The simplified configuration is as follows. It creates a default org and environment and new users will automatically join as admin members:
testkube-cloud-api:
api:
features:
bootstrapOrg: <your-org>
bootstrapEnv: "Your first environment"
bootstrapAdmin: <you@example.com>
Alternatively, you can use the full advanced configuration for more options. The following example creates an organization with two environments. New users will automatically join as members of the default organizations and be added to specified environments and teams. Note that this will only happen on the first sign in. Afterwards, you can manage users through Testkube's dashboard, unless you use SCIM to manage your SSO integration - Read More.
testkube-cloud-api:
api:
features:
bootstrapConfig:
enabled: true
config:
# New users will automatically be added to these organizations
default_organizations:
- prod_organization
# These organizations will be created when Testkube boots.
organizations:
- name: prod_organization
# New users added will automatically receive this organization role
default_role: member
# New users will automatically be added to these environments
default_environments:
- production_1
# These environments will be created when Testkube boots.
environments:
- name: production_1
# New users added will automatically receive this environment role
default_role: run
- name: production_2
# These teams will be created when Testkube boots.
teams:
- name: Frontend
# New users will conditionally join teams based on a groups claim found within the JWT
# You will be added if the claim contains at least one of the groups you configure here.

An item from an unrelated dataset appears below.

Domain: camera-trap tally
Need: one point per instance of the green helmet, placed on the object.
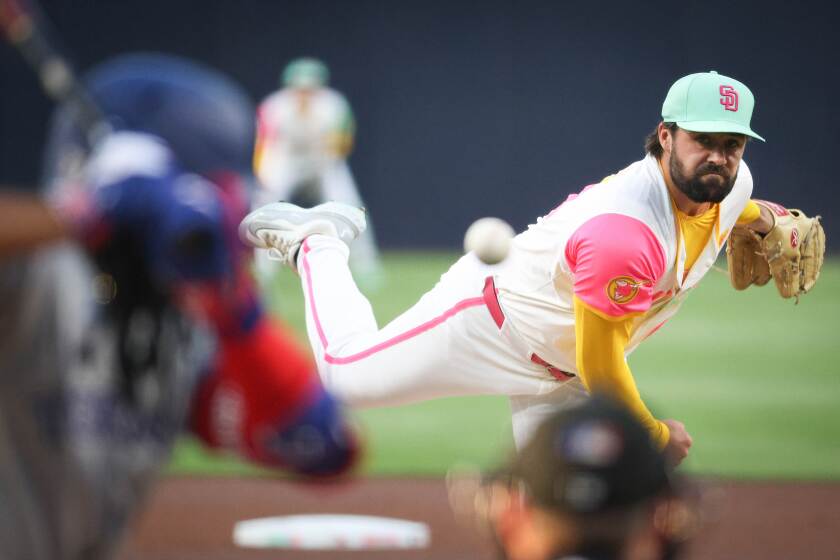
(305, 73)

# IMPORTANT: You must opt-in for groups by setting the OAUTH_GROUPS_SCOPE env to "true" in the testkube-cloud-api chart.
groups_claim: ["my-org:group-1", "my-org:group-2"]
The teams' groups claim works well with Dex. Dex includes a non-standard groups claim which is widely supported by its upstream providers.
Check out Dex's connector documentation to learn how to configure it for your identity provider.
For advanced automated User onboarding you can use the REST API to assign Users to Teams, Environments, Resource-Groups, etc.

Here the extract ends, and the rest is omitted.